Lily Bloom is still running a flower shop; her abusive ex-husband, Ryle Kincaid, is still a surgeon. But now they’re co-parenting a daughter, Emerson, who's almost a year old. Lily won’t send Emerson to her father’s house overnight until she’s old enough to talk—“So she can tell me if something happens”—but she doesn’t want to fight for full custody lest it become an expensive legal drama or, worse, a physical fight.

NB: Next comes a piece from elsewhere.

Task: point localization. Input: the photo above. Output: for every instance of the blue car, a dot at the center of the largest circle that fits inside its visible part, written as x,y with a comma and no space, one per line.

When Lily runs into Atlas Corrigan, a childhood friend who also came from an abusive family, she hopes their friendship can blossom into love. (For new readers, their history unfolds in heartfelt diary entries that Lily addresses to Finding Nemo star Ellen DeGeneres as she considers how Atlas was a calming presence during her turbulent childhood.) Atlas, who is single and running a restaurant, feels the same way. But even though she’s divorced, Lily isn’t exactly free. Behind Ryle’s veneer of civility are his jealousy and resentment. Lily has to plan her dates carefully to avoid a confrontation. Meanwhile, Atlas’ mother returns with shocking news. In between, Lily and Atlas steal away for romantic moments that are even sweeter for their authenticity as Lily struggles with child care, breastfeeding, and running a business while trying to find time for herself.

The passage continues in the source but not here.